Старец благоговейно перекрестился:
— Господи Иисусе Христе, Сыне Божие, помилуй мя грешного!.. Дивно воистину явление твое, чадо, и несть числа чудесам Господним!
Лёнька почувствовал, что из-под его ног уходит земля.
— Так где же я? Что сейчас вообще… происходит?
— В Москве нынче княжит Михаил Ярославич прозвищем Хоробрит. Ведомо тебе про такого?
— Нет…
— Татары пришли на Русь и многие грады разорили, церкви Божьи пожгли и людей побили…
— Татары… Татаро-монголы?
Маленького роста, проворные смуглые люди с рысьими глазами, на быстрых, как вихрь, степных лошадях… Бесстрашные и безжалостные… Мальчик знал о них.
— Золотая Орда… Чингисхан, Батый, — вспоминал он.
— Батый окаянный повоевал русскую землю, — со скорбью проговорил старец. — За грехи наши тяжкие попустил Господь поганых.
— Но ведь это так давно было!..
У Лёньки замерло сердце, когда он попытался представить толщу лет, отделявшую его от своего времени.
— Как мне назад вернуться, дедушка?..
— А ты не унывай, чадо, — бодро ответил тот. — Бог нам прибежище и сила, на него будем уповать.
Он вошёл в свою хижину и вернулся оттуда с двумя деревянными чашками в руках.
— Вкуси, Лёня, что нам послал Господь, милующий и питающий рабов своих.
В чашках были простая вода и янтарный текучий мёд, над которым тут же загудели шмели.
— А вам надлежит с цветков нектар собирать, — сказал им старец, и полосатые лакомки дружно полетели прочь.
«Может быть, он волшебник? — с затаённой радостью подумал Лёнька. — Если волшебник, он мне поможет».
У старца оказалось и немного хлеба, уже слегка очерствелого.

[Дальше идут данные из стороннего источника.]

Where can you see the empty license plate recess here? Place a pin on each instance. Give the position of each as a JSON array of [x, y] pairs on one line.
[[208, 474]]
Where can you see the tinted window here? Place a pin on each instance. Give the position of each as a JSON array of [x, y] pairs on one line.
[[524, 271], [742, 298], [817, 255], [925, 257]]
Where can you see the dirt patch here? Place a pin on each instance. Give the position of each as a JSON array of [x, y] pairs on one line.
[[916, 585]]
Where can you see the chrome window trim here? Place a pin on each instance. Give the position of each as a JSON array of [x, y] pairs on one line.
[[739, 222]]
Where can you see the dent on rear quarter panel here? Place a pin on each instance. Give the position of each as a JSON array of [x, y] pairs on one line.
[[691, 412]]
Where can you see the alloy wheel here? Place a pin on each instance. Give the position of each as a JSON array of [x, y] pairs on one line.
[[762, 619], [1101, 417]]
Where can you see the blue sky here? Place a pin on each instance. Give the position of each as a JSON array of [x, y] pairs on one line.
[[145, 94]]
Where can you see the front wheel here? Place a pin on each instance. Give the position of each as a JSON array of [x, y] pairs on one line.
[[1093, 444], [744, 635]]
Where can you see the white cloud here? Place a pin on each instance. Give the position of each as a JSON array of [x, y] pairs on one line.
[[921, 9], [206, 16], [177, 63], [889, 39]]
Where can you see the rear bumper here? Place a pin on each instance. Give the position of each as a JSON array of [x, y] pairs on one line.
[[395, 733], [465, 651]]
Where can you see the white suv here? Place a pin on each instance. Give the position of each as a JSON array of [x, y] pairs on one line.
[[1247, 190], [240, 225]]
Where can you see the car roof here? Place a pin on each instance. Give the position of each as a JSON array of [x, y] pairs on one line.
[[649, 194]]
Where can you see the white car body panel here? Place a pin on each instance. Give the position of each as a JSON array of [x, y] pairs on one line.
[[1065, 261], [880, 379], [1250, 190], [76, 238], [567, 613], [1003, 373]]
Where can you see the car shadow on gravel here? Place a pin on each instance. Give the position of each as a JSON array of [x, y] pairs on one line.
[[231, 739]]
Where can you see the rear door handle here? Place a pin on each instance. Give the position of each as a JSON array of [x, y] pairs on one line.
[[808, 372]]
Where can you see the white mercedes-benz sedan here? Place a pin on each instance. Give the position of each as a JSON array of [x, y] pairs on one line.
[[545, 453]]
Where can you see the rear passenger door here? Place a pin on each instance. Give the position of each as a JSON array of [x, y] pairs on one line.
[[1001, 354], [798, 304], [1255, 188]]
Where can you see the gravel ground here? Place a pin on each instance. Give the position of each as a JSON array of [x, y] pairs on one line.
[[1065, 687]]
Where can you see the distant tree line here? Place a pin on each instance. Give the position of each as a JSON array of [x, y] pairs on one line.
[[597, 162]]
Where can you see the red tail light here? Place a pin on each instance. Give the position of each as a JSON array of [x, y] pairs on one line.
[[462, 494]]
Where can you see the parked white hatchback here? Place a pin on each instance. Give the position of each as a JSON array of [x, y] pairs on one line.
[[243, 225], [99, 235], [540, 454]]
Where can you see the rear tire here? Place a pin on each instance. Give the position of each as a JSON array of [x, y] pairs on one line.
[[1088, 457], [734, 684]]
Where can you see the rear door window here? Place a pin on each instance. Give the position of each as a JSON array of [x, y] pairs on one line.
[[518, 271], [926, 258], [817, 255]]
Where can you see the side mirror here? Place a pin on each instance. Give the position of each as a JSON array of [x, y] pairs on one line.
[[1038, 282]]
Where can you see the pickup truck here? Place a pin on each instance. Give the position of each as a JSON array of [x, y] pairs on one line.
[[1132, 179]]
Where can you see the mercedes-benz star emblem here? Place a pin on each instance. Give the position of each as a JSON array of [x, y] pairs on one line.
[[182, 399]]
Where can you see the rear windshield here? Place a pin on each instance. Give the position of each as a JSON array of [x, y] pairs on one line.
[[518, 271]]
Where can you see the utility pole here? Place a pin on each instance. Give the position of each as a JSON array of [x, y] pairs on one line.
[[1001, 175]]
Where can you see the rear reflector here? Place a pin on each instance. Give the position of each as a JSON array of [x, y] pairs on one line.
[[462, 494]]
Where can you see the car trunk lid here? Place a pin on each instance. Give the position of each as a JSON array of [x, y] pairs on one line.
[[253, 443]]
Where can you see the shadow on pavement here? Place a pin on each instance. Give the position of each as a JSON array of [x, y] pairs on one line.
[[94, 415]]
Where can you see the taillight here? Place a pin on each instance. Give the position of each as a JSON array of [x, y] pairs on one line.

Он разложил всю трапезу на холстинке прямо на земле и, встав на колени, помолился над нею. Лёньке показалось, что старец ждёт того же и от него. Мальчик молча потоптался на месте. Хозяин вздохнул, перекрестил пищу и пригласил Лёньку отведать хлеба насущного.
— Дедушка, а вы почему здесь один живёте? От татар прячетесь? — после заботы о возвращении домой этот вопрос занимал Лёньку сильнее всего.
Черты старца тронула мимолетная улыбка.
— Не от брани я укрываюсь, милое дитя, а притек сюда поработать Богу. Тридцать годов назад покинул мир ради безмолвия пустыни.
— Кто же вы, дедушка? — спросил оробевший Лёнька.
— Грешный чернец Софроний, — смиренно ответил тот.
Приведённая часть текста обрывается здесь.